Wenn D seine Bauherren mit neuen Energiesparvorschriften zur Kasse bittet, kommt die EU auch nicht und stoppt den Irrsinn. Da, wo ich eine verbindliche Normierung von Mindeststandards sinnvoll finde, passiert nichts, dort, wo ich es als überflüssig erachte, zu regeln, tobt der Paragraphenkrieg.
Erzeugnisse der Bauindustrie werden niemals dem europäischen Warenverkehr unterliegen: Sie sind immobil. Insofern ist es schon schlüssig, daß hier die EU nichts macht. Aber es gibt einen Wettbewerb, der die deutsche Überbürokratisierung eindämmen kann, indem die EU dafür sorgt, daß den anderen Faktoren außer Boden und Gebäuden, nämlich Kapital und Arbeit, nicht zusätzliche bürokratische Mobilitätshemmnisse auferlegt werden. Im Wettbewerb zwischen den EU-Staaten hat immer das effizienteste und unbürokratischste den Vorteil. Ohne EU hat derjenige den Vorteil, der diesen Wettbewerb am effizientesten zu seinen Gunsten verhindert.
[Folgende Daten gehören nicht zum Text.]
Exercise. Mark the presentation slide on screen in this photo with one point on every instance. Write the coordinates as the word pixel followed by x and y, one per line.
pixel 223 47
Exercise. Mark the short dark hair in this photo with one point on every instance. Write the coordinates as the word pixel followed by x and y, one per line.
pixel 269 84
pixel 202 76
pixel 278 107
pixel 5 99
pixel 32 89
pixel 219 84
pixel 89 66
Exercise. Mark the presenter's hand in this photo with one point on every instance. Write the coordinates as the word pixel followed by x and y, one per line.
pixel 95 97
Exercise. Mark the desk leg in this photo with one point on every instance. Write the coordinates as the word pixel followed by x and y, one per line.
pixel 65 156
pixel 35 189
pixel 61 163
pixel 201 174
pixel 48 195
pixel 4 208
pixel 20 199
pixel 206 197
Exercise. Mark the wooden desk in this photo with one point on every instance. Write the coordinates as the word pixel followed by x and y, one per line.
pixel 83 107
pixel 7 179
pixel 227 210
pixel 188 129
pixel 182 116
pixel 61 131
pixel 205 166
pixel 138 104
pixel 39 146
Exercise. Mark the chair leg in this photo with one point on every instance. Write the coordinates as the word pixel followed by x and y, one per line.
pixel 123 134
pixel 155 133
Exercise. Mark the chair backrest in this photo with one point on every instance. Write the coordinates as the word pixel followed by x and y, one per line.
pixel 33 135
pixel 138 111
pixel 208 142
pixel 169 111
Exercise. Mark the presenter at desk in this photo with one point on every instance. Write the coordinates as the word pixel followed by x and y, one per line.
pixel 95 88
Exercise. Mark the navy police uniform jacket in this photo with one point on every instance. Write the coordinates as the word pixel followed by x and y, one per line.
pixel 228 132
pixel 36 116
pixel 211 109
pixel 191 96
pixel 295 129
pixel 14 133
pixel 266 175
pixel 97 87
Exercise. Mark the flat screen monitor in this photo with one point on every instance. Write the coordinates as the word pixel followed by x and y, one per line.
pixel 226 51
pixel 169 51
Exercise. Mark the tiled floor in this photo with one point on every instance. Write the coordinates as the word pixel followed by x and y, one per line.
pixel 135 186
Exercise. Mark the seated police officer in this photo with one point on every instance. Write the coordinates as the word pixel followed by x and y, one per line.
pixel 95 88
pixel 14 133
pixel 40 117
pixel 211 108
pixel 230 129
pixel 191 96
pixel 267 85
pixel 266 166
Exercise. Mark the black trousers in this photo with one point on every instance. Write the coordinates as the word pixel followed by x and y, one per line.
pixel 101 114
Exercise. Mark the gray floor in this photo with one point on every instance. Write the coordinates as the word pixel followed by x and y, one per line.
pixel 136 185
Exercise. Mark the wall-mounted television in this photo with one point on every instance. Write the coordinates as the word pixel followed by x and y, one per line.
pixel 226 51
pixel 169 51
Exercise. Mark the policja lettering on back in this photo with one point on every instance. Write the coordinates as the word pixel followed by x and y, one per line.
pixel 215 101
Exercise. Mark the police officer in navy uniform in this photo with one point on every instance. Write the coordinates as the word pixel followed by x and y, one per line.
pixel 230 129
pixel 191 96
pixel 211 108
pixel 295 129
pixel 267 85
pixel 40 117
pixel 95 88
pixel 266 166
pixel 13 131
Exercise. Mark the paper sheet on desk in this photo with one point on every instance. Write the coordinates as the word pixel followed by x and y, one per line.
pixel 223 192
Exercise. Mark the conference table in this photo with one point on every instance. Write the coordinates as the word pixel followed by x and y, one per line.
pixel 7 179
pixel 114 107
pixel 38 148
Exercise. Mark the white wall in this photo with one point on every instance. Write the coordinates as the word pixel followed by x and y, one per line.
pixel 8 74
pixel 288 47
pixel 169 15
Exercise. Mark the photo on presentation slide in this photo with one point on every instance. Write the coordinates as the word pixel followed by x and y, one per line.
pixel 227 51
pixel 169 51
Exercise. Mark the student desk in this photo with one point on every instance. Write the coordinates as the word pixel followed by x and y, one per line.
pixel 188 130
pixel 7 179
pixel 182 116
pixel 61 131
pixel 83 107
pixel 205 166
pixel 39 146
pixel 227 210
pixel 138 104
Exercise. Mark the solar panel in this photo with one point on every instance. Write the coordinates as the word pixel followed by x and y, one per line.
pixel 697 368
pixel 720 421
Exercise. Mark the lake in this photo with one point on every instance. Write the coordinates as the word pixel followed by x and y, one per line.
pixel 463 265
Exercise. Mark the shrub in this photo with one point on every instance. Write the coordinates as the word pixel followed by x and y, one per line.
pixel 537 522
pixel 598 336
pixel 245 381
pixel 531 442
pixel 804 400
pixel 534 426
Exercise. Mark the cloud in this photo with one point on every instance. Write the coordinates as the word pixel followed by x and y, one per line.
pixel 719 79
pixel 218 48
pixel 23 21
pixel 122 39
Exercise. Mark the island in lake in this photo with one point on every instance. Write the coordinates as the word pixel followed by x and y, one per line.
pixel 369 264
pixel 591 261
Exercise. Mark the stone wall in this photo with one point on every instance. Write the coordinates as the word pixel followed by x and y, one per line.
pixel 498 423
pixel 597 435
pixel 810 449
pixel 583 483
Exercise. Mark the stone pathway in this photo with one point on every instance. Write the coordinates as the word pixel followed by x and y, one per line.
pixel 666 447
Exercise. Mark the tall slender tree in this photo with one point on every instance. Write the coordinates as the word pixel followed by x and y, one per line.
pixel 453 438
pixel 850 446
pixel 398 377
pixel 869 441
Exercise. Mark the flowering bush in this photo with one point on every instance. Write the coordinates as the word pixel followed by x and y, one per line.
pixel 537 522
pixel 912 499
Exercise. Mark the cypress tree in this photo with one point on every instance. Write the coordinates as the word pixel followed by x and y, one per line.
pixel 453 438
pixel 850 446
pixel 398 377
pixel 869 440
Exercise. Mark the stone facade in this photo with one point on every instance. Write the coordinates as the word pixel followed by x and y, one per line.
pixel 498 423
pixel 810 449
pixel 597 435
Zitat von Reisender im Beitrag #73Btw: Zur Zeit boomt die Baubranche - wegen der geringen Zinsen. Auf Grund der Nachfrage ziehen die Preise für Grundstücke und Bauleistungen an. Spätestens, W E N N nun die EZB die Zinssätze wieder anhebt, setzt die Insolvenzwelle ein und es gibt wieder eine Schwemme bei den Zwangsversteigerungen, da der Kreditsumme nicht der entsprechende Gegenwert gegenübersteht.* Also kann die EZB die Zinssätze nicht mehr anheben.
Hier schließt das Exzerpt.